Herausforderungen der Gymnasien auf die geplante G9-Umstellung
✦ KI-Zusammenfassung
Die Ratsgruppe Wählergruppe Pro Hamm hat mit der Anfrage Nr. 0515/23 Informationen zum aktuellen Stand der geplanten Umstellung der Gymnasien in Hamm auf die neunjährige Schulzeit (G9) angefordert. Die Anfrage thematisiert die voraussichtliche Umsetzung im Schuljahr 2026/27 und bezieht sich auf die Notwendigkeit, frühzeitig über Herausforderungen, den Raumbedarf, bauliche Anpassungen sowie die finanzielle Situation zu informieren. Im Fokus der Fragen stehen unter anderem die Entwicklung des Raumbedarfs seit 2018, die Planung von Erweiterungen an Schulgebäuden, die Kostenprognosen für mögliche bauliche Maßnahmen sowie die Frage, inwieweit die Kosten durch das Land Nordrhein-Westfalen getragen werden. Zudem wurden Aspekte wie der Schulentwicklungsplan, der Lehrermangel und die Auswirkungen auf die Inklusion erfragt.
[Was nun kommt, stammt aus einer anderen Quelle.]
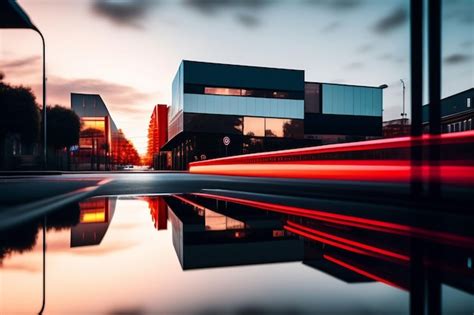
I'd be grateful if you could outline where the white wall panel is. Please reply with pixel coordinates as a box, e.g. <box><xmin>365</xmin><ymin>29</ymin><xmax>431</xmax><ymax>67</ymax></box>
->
<box><xmin>183</xmin><ymin>93</ymin><xmax>304</xmax><ymax>119</ymax></box>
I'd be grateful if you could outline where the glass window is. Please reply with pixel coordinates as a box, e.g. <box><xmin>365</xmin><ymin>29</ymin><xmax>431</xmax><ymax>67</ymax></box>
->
<box><xmin>184</xmin><ymin>113</ymin><xmax>242</xmax><ymax>134</ymax></box>
<box><xmin>244</xmin><ymin>117</ymin><xmax>265</xmax><ymax>137</ymax></box>
<box><xmin>272</xmin><ymin>91</ymin><xmax>288</xmax><ymax>98</ymax></box>
<box><xmin>265</xmin><ymin>118</ymin><xmax>290</xmax><ymax>138</ymax></box>
<box><xmin>204</xmin><ymin>87</ymin><xmax>241</xmax><ymax>96</ymax></box>
<box><xmin>265</xmin><ymin>118</ymin><xmax>304</xmax><ymax>138</ymax></box>
<box><xmin>242</xmin><ymin>89</ymin><xmax>266</xmax><ymax>97</ymax></box>
<box><xmin>304</xmin><ymin>83</ymin><xmax>321</xmax><ymax>113</ymax></box>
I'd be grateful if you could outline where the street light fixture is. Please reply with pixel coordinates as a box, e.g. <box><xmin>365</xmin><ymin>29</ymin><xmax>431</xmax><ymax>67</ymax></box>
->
<box><xmin>0</xmin><ymin>0</ymin><xmax>47</xmax><ymax>168</ymax></box>
<box><xmin>400</xmin><ymin>79</ymin><xmax>407</xmax><ymax>119</ymax></box>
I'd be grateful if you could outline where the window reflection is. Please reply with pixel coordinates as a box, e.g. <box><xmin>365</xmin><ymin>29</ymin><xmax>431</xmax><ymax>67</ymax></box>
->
<box><xmin>244</xmin><ymin>117</ymin><xmax>265</xmax><ymax>137</ymax></box>
<box><xmin>265</xmin><ymin>118</ymin><xmax>290</xmax><ymax>137</ymax></box>
<box><xmin>204</xmin><ymin>87</ymin><xmax>241</xmax><ymax>96</ymax></box>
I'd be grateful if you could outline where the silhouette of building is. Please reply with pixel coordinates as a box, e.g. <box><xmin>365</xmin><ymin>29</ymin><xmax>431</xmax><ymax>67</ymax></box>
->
<box><xmin>165</xmin><ymin>196</ymin><xmax>303</xmax><ymax>270</ymax></box>
<box><xmin>143</xmin><ymin>197</ymin><xmax>168</xmax><ymax>230</ymax></box>
<box><xmin>162</xmin><ymin>60</ymin><xmax>382</xmax><ymax>169</ymax></box>
<box><xmin>146</xmin><ymin>105</ymin><xmax>168</xmax><ymax>169</ymax></box>
<box><xmin>383</xmin><ymin>118</ymin><xmax>410</xmax><ymax>138</ymax></box>
<box><xmin>71</xmin><ymin>93</ymin><xmax>139</xmax><ymax>170</ymax></box>
<box><xmin>71</xmin><ymin>197</ymin><xmax>116</xmax><ymax>247</ymax></box>
<box><xmin>423</xmin><ymin>88</ymin><xmax>474</xmax><ymax>133</ymax></box>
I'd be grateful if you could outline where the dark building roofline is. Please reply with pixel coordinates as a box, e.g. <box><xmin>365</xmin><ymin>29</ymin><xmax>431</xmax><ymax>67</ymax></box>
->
<box><xmin>423</xmin><ymin>87</ymin><xmax>474</xmax><ymax>106</ymax></box>
<box><xmin>304</xmin><ymin>81</ymin><xmax>381</xmax><ymax>89</ymax></box>
<box><xmin>178</xmin><ymin>59</ymin><xmax>304</xmax><ymax>71</ymax></box>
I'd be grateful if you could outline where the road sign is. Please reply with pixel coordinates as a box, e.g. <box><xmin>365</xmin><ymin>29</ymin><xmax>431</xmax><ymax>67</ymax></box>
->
<box><xmin>222</xmin><ymin>136</ymin><xmax>230</xmax><ymax>146</ymax></box>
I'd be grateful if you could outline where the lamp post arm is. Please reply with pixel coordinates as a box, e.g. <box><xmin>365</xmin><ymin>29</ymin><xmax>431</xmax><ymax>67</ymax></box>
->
<box><xmin>34</xmin><ymin>27</ymin><xmax>48</xmax><ymax>169</ymax></box>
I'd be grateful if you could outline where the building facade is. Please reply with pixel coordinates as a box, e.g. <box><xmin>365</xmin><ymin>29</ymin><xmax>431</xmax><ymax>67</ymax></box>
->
<box><xmin>146</xmin><ymin>105</ymin><xmax>168</xmax><ymax>169</ymax></box>
<box><xmin>71</xmin><ymin>93</ymin><xmax>140</xmax><ymax>170</ymax></box>
<box><xmin>162</xmin><ymin>60</ymin><xmax>382</xmax><ymax>169</ymax></box>
<box><xmin>423</xmin><ymin>88</ymin><xmax>474</xmax><ymax>133</ymax></box>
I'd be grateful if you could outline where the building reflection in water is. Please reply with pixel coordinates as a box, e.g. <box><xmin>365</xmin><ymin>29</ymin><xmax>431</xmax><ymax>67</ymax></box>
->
<box><xmin>71</xmin><ymin>197</ymin><xmax>116</xmax><ymax>247</ymax></box>
<box><xmin>0</xmin><ymin>192</ymin><xmax>474</xmax><ymax>310</ymax></box>
<box><xmin>166</xmin><ymin>194</ymin><xmax>474</xmax><ymax>313</ymax></box>
<box><xmin>165</xmin><ymin>196</ymin><xmax>303</xmax><ymax>270</ymax></box>
<box><xmin>141</xmin><ymin>196</ymin><xmax>168</xmax><ymax>230</ymax></box>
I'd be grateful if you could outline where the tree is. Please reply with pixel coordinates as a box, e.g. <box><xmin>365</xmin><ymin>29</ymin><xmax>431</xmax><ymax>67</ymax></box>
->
<box><xmin>46</xmin><ymin>105</ymin><xmax>81</xmax><ymax>169</ymax></box>
<box><xmin>0</xmin><ymin>82</ymin><xmax>40</xmax><ymax>143</ymax></box>
<box><xmin>0</xmin><ymin>79</ymin><xmax>40</xmax><ymax>166</ymax></box>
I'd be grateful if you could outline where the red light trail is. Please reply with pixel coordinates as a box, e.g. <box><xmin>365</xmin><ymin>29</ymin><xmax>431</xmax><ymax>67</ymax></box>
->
<box><xmin>193</xmin><ymin>193</ymin><xmax>474</xmax><ymax>248</ymax></box>
<box><xmin>323</xmin><ymin>254</ymin><xmax>406</xmax><ymax>290</ymax></box>
<box><xmin>285</xmin><ymin>221</ymin><xmax>410</xmax><ymax>262</ymax></box>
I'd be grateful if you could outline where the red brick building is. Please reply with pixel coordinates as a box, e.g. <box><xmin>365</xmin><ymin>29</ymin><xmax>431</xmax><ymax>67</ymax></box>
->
<box><xmin>146</xmin><ymin>104</ymin><xmax>168</xmax><ymax>169</ymax></box>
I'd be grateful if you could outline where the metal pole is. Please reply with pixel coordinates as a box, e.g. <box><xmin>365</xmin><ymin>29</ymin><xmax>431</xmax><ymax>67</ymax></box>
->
<box><xmin>428</xmin><ymin>0</ymin><xmax>441</xmax><ymax>198</ymax></box>
<box><xmin>400</xmin><ymin>79</ymin><xmax>407</xmax><ymax>119</ymax></box>
<box><xmin>38</xmin><ymin>216</ymin><xmax>47</xmax><ymax>314</ymax></box>
<box><xmin>410</xmin><ymin>0</ymin><xmax>425</xmax><ymax>315</ymax></box>
<box><xmin>34</xmin><ymin>28</ymin><xmax>48</xmax><ymax>169</ymax></box>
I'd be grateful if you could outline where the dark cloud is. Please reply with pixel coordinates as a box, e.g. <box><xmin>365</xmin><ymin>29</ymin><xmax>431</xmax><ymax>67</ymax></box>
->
<box><xmin>357</xmin><ymin>44</ymin><xmax>374</xmax><ymax>53</ymax></box>
<box><xmin>374</xmin><ymin>7</ymin><xmax>408</xmax><ymax>34</ymax></box>
<box><xmin>443</xmin><ymin>0</ymin><xmax>474</xmax><ymax>25</ymax></box>
<box><xmin>0</xmin><ymin>56</ymin><xmax>41</xmax><ymax>70</ymax></box>
<box><xmin>377</xmin><ymin>53</ymin><xmax>405</xmax><ymax>63</ymax></box>
<box><xmin>108</xmin><ymin>307</ymin><xmax>144</xmax><ymax>315</ymax></box>
<box><xmin>1</xmin><ymin>262</ymin><xmax>40</xmax><ymax>273</ymax></box>
<box><xmin>321</xmin><ymin>21</ymin><xmax>341</xmax><ymax>33</ymax></box>
<box><xmin>29</xmin><ymin>76</ymin><xmax>149</xmax><ymax>113</ymax></box>
<box><xmin>184</xmin><ymin>0</ymin><xmax>277</xmax><ymax>14</ymax></box>
<box><xmin>306</xmin><ymin>0</ymin><xmax>364</xmax><ymax>11</ymax></box>
<box><xmin>92</xmin><ymin>0</ymin><xmax>158</xmax><ymax>28</ymax></box>
<box><xmin>344</xmin><ymin>61</ymin><xmax>364</xmax><ymax>69</ymax></box>
<box><xmin>237</xmin><ymin>13</ymin><xmax>260</xmax><ymax>27</ymax></box>
<box><xmin>461</xmin><ymin>40</ymin><xmax>474</xmax><ymax>48</ymax></box>
<box><xmin>183</xmin><ymin>0</ymin><xmax>279</xmax><ymax>27</ymax></box>
<box><xmin>444</xmin><ymin>53</ymin><xmax>472</xmax><ymax>65</ymax></box>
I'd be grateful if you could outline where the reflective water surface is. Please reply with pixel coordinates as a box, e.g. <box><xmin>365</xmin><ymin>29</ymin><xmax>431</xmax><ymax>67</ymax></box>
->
<box><xmin>0</xmin><ymin>194</ymin><xmax>474</xmax><ymax>314</ymax></box>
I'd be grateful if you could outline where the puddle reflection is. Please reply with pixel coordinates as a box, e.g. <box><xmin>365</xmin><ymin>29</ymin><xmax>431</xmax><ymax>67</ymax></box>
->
<box><xmin>0</xmin><ymin>194</ymin><xmax>474</xmax><ymax>314</ymax></box>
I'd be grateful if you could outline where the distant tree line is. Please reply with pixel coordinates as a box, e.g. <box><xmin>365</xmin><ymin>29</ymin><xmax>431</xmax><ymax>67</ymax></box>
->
<box><xmin>0</xmin><ymin>73</ymin><xmax>81</xmax><ymax>169</ymax></box>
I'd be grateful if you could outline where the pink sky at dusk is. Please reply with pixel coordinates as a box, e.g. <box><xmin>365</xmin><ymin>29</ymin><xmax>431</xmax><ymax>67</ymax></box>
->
<box><xmin>0</xmin><ymin>0</ymin><xmax>474</xmax><ymax>154</ymax></box>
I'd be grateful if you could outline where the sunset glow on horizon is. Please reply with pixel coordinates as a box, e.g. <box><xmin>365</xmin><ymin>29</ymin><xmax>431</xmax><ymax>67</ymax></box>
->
<box><xmin>0</xmin><ymin>0</ymin><xmax>474</xmax><ymax>155</ymax></box>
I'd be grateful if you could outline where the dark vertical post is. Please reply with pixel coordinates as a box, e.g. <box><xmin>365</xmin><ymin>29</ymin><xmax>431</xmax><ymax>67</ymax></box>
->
<box><xmin>410</xmin><ymin>0</ymin><xmax>425</xmax><ymax>315</ymax></box>
<box><xmin>38</xmin><ymin>216</ymin><xmax>47</xmax><ymax>314</ymax></box>
<box><xmin>428</xmin><ymin>0</ymin><xmax>441</xmax><ymax>198</ymax></box>
<box><xmin>410</xmin><ymin>0</ymin><xmax>423</xmax><ymax>198</ymax></box>
<box><xmin>34</xmin><ymin>28</ymin><xmax>48</xmax><ymax>169</ymax></box>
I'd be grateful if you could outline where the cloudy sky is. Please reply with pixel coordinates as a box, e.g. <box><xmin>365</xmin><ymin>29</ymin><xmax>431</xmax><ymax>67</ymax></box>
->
<box><xmin>0</xmin><ymin>0</ymin><xmax>474</xmax><ymax>153</ymax></box>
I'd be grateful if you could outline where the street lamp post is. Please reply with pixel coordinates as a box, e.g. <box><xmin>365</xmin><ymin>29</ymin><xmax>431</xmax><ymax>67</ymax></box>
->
<box><xmin>400</xmin><ymin>79</ymin><xmax>407</xmax><ymax>125</ymax></box>
<box><xmin>0</xmin><ymin>0</ymin><xmax>47</xmax><ymax>168</ymax></box>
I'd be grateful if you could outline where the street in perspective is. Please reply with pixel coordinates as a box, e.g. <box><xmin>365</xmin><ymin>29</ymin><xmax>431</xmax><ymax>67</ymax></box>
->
<box><xmin>0</xmin><ymin>0</ymin><xmax>474</xmax><ymax>315</ymax></box>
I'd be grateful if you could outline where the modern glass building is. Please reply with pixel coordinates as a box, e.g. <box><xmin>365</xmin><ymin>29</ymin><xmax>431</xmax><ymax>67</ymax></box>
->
<box><xmin>162</xmin><ymin>60</ymin><xmax>382</xmax><ymax>169</ymax></box>
<box><xmin>423</xmin><ymin>88</ymin><xmax>474</xmax><ymax>133</ymax></box>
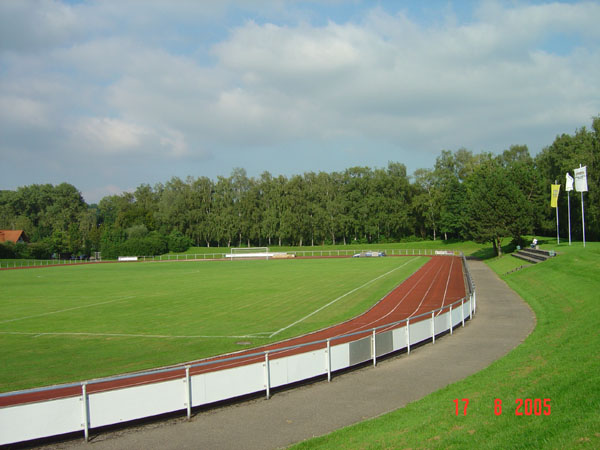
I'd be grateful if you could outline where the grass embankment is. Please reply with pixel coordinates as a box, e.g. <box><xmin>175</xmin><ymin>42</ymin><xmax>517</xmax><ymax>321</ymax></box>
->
<box><xmin>0</xmin><ymin>257</ymin><xmax>427</xmax><ymax>391</ymax></box>
<box><xmin>294</xmin><ymin>243</ymin><xmax>600</xmax><ymax>449</ymax></box>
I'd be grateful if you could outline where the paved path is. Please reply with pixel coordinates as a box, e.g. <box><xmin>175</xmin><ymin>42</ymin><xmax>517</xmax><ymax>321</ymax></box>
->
<box><xmin>37</xmin><ymin>261</ymin><xmax>535</xmax><ymax>450</ymax></box>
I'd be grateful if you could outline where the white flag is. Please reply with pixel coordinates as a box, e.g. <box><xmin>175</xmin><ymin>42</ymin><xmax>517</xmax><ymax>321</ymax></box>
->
<box><xmin>575</xmin><ymin>166</ymin><xmax>587</xmax><ymax>192</ymax></box>
<box><xmin>565</xmin><ymin>172</ymin><xmax>573</xmax><ymax>192</ymax></box>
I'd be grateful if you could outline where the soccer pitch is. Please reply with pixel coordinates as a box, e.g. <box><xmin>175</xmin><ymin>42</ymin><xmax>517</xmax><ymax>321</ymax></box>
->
<box><xmin>0</xmin><ymin>257</ymin><xmax>427</xmax><ymax>392</ymax></box>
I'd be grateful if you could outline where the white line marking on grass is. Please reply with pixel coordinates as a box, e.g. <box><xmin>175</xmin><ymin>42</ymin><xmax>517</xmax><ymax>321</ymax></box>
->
<box><xmin>269</xmin><ymin>258</ymin><xmax>416</xmax><ymax>337</ymax></box>
<box><xmin>0</xmin><ymin>295</ymin><xmax>134</xmax><ymax>324</ymax></box>
<box><xmin>0</xmin><ymin>331</ymin><xmax>268</xmax><ymax>339</ymax></box>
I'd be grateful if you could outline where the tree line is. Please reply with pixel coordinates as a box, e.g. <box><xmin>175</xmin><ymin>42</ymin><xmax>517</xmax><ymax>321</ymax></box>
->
<box><xmin>0</xmin><ymin>116</ymin><xmax>600</xmax><ymax>258</ymax></box>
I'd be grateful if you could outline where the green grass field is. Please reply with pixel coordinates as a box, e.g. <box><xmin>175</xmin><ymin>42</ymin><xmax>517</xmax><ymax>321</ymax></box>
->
<box><xmin>0</xmin><ymin>257</ymin><xmax>426</xmax><ymax>392</ymax></box>
<box><xmin>294</xmin><ymin>240</ymin><xmax>600</xmax><ymax>449</ymax></box>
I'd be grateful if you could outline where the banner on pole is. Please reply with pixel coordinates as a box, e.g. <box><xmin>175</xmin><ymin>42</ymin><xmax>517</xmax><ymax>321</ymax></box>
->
<box><xmin>565</xmin><ymin>172</ymin><xmax>573</xmax><ymax>192</ymax></box>
<box><xmin>550</xmin><ymin>184</ymin><xmax>560</xmax><ymax>208</ymax></box>
<box><xmin>575</xmin><ymin>166</ymin><xmax>587</xmax><ymax>192</ymax></box>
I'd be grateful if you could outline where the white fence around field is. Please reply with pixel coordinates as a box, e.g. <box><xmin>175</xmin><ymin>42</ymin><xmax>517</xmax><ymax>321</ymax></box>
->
<box><xmin>0</xmin><ymin>248</ymin><xmax>460</xmax><ymax>269</ymax></box>
<box><xmin>0</xmin><ymin>253</ymin><xmax>476</xmax><ymax>445</ymax></box>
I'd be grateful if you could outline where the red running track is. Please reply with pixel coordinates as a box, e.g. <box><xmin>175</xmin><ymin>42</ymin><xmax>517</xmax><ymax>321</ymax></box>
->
<box><xmin>0</xmin><ymin>256</ymin><xmax>465</xmax><ymax>407</ymax></box>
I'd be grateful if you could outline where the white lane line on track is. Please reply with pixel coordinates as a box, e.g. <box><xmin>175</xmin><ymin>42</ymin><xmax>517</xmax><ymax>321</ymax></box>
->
<box><xmin>407</xmin><ymin>260</ymin><xmax>443</xmax><ymax>319</ymax></box>
<box><xmin>335</xmin><ymin>256</ymin><xmax>439</xmax><ymax>337</ymax></box>
<box><xmin>0</xmin><ymin>295</ymin><xmax>135</xmax><ymax>324</ymax></box>
<box><xmin>436</xmin><ymin>258</ymin><xmax>454</xmax><ymax>316</ymax></box>
<box><xmin>269</xmin><ymin>258</ymin><xmax>416</xmax><ymax>337</ymax></box>
<box><xmin>0</xmin><ymin>331</ymin><xmax>268</xmax><ymax>339</ymax></box>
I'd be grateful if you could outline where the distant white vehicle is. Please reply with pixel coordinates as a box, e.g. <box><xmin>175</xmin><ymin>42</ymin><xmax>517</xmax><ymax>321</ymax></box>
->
<box><xmin>352</xmin><ymin>252</ymin><xmax>385</xmax><ymax>258</ymax></box>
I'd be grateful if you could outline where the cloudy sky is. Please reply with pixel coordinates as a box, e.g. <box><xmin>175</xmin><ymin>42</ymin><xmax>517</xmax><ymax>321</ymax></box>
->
<box><xmin>0</xmin><ymin>0</ymin><xmax>600</xmax><ymax>203</ymax></box>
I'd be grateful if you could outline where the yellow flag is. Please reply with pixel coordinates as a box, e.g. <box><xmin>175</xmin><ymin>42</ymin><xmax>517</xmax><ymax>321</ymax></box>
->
<box><xmin>550</xmin><ymin>184</ymin><xmax>560</xmax><ymax>208</ymax></box>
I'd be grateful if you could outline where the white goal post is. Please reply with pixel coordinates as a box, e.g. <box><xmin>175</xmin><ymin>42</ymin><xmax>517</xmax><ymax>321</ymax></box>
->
<box><xmin>225</xmin><ymin>247</ymin><xmax>273</xmax><ymax>259</ymax></box>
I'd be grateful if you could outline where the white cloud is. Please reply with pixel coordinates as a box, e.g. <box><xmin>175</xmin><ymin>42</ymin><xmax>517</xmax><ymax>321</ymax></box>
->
<box><xmin>71</xmin><ymin>117</ymin><xmax>149</xmax><ymax>153</ymax></box>
<box><xmin>0</xmin><ymin>0</ymin><xmax>600</xmax><ymax>200</ymax></box>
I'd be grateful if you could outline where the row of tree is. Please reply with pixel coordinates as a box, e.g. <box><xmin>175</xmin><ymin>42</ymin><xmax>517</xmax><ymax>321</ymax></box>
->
<box><xmin>0</xmin><ymin>117</ymin><xmax>600</xmax><ymax>258</ymax></box>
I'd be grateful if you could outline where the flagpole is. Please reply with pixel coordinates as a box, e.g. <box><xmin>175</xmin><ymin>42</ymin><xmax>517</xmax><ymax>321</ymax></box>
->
<box><xmin>567</xmin><ymin>191</ymin><xmax>572</xmax><ymax>245</ymax></box>
<box><xmin>554</xmin><ymin>180</ymin><xmax>560</xmax><ymax>245</ymax></box>
<box><xmin>581</xmin><ymin>192</ymin><xmax>585</xmax><ymax>247</ymax></box>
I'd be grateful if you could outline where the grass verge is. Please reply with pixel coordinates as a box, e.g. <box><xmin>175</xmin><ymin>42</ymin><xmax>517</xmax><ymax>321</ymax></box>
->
<box><xmin>293</xmin><ymin>243</ymin><xmax>600</xmax><ymax>449</ymax></box>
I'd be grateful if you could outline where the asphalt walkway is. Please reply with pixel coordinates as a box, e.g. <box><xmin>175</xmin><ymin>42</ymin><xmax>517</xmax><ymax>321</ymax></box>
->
<box><xmin>37</xmin><ymin>261</ymin><xmax>535</xmax><ymax>450</ymax></box>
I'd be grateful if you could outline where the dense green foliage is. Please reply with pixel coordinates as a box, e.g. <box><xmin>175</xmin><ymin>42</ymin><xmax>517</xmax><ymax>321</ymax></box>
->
<box><xmin>0</xmin><ymin>256</ymin><xmax>427</xmax><ymax>391</ymax></box>
<box><xmin>0</xmin><ymin>117</ymin><xmax>600</xmax><ymax>258</ymax></box>
<box><xmin>294</xmin><ymin>243</ymin><xmax>600</xmax><ymax>450</ymax></box>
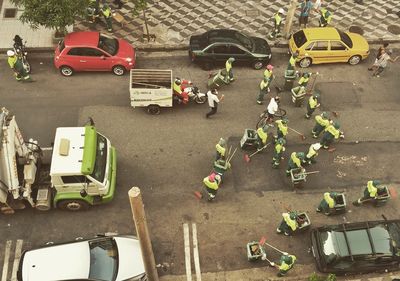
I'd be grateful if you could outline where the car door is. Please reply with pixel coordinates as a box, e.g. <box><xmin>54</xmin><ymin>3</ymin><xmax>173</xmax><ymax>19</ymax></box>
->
<box><xmin>329</xmin><ymin>40</ymin><xmax>350</xmax><ymax>62</ymax></box>
<box><xmin>306</xmin><ymin>40</ymin><xmax>329</xmax><ymax>63</ymax></box>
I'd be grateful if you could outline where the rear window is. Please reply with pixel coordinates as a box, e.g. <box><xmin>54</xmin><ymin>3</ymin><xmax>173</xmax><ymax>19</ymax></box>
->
<box><xmin>338</xmin><ymin>30</ymin><xmax>353</xmax><ymax>48</ymax></box>
<box><xmin>293</xmin><ymin>30</ymin><xmax>307</xmax><ymax>48</ymax></box>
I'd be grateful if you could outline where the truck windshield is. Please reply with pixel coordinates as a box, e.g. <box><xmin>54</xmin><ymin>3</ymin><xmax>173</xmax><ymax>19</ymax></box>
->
<box><xmin>89</xmin><ymin>238</ymin><xmax>118</xmax><ymax>280</ymax></box>
<box><xmin>91</xmin><ymin>133</ymin><xmax>108</xmax><ymax>183</ymax></box>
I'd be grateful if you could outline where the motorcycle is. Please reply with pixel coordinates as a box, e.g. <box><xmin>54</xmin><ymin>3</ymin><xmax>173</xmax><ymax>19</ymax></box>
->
<box><xmin>13</xmin><ymin>35</ymin><xmax>32</xmax><ymax>73</ymax></box>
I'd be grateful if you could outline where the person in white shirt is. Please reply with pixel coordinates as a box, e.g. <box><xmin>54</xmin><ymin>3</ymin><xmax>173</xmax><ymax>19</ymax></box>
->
<box><xmin>206</xmin><ymin>89</ymin><xmax>224</xmax><ymax>118</ymax></box>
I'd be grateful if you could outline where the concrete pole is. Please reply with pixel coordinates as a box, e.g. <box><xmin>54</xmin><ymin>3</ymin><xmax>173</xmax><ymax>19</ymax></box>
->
<box><xmin>283</xmin><ymin>0</ymin><xmax>298</xmax><ymax>39</ymax></box>
<box><xmin>128</xmin><ymin>186</ymin><xmax>158</xmax><ymax>281</ymax></box>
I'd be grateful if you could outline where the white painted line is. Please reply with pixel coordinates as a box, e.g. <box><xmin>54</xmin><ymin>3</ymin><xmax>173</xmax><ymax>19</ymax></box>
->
<box><xmin>1</xmin><ymin>240</ymin><xmax>12</xmax><ymax>281</ymax></box>
<box><xmin>183</xmin><ymin>223</ymin><xmax>192</xmax><ymax>281</ymax></box>
<box><xmin>192</xmin><ymin>223</ymin><xmax>201</xmax><ymax>281</ymax></box>
<box><xmin>11</xmin><ymin>239</ymin><xmax>24</xmax><ymax>281</ymax></box>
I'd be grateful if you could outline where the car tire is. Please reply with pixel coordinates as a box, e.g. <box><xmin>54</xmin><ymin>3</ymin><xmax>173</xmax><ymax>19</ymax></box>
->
<box><xmin>299</xmin><ymin>57</ymin><xmax>312</xmax><ymax>68</ymax></box>
<box><xmin>252</xmin><ymin>61</ymin><xmax>265</xmax><ymax>70</ymax></box>
<box><xmin>349</xmin><ymin>55</ymin><xmax>361</xmax><ymax>65</ymax></box>
<box><xmin>57</xmin><ymin>199</ymin><xmax>89</xmax><ymax>212</ymax></box>
<box><xmin>147</xmin><ymin>104</ymin><xmax>161</xmax><ymax>115</ymax></box>
<box><xmin>113</xmin><ymin>65</ymin><xmax>126</xmax><ymax>76</ymax></box>
<box><xmin>60</xmin><ymin>65</ymin><xmax>74</xmax><ymax>77</ymax></box>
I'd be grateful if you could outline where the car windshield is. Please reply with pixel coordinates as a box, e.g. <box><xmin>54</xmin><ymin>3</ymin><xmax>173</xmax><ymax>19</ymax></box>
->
<box><xmin>91</xmin><ymin>133</ymin><xmax>108</xmax><ymax>183</ymax></box>
<box><xmin>235</xmin><ymin>32</ymin><xmax>253</xmax><ymax>51</ymax></box>
<box><xmin>338</xmin><ymin>30</ymin><xmax>353</xmax><ymax>48</ymax></box>
<box><xmin>98</xmin><ymin>34</ymin><xmax>119</xmax><ymax>56</ymax></box>
<box><xmin>89</xmin><ymin>238</ymin><xmax>118</xmax><ymax>280</ymax></box>
<box><xmin>293</xmin><ymin>30</ymin><xmax>307</xmax><ymax>48</ymax></box>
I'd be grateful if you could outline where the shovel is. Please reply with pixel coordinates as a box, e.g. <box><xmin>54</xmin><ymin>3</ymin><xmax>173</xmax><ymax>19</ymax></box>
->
<box><xmin>243</xmin><ymin>143</ymin><xmax>271</xmax><ymax>163</ymax></box>
<box><xmin>288</xmin><ymin>127</ymin><xmax>306</xmax><ymax>140</ymax></box>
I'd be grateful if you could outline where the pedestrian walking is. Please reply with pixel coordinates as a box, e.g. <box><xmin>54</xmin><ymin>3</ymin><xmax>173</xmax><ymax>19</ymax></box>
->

Die Verwaltung nimmt dazu Stellung, dass die Umstellung sowohl innere als auch äußere Schulangelegenheiten betrifft, sich die Antwort jedoch auf den Zuständigkeitsbereich der äußeren Schulangelegenheiten, insbesondere die räumlichen Ressourcen, beschränkt. Während im Schulentwicklungsplan 2017 kein akuter Handlungsbedarf festgestellt wurde, sieht der aktuelle Schulentwicklungsplan für weiterführende Schulen eine Neubewertung der Bestände und Bedarfe der Gymnasien vor der Rückkehr zu G9 vor. Die Ergebnisse dieser Untersuchung werden im Jahr 2024 erwartet, woraus sich mögliche bauliche Maßnahmen ableiten werden. Eine Bezifferung der Kosten für diese Maßnahmen ist zum jetzigen Zeitpunkt noch nicht möglich. Über das Belastungsausgleichgesetz wurden der Stadt Hamm für die Jahre 2022 bis 2024 insgesamt rund 2,2 Millionen Euro zur Verfügung gestellt; die Zuweisungen für die Jahre 2025 und 2026 sind noch nicht bekannt.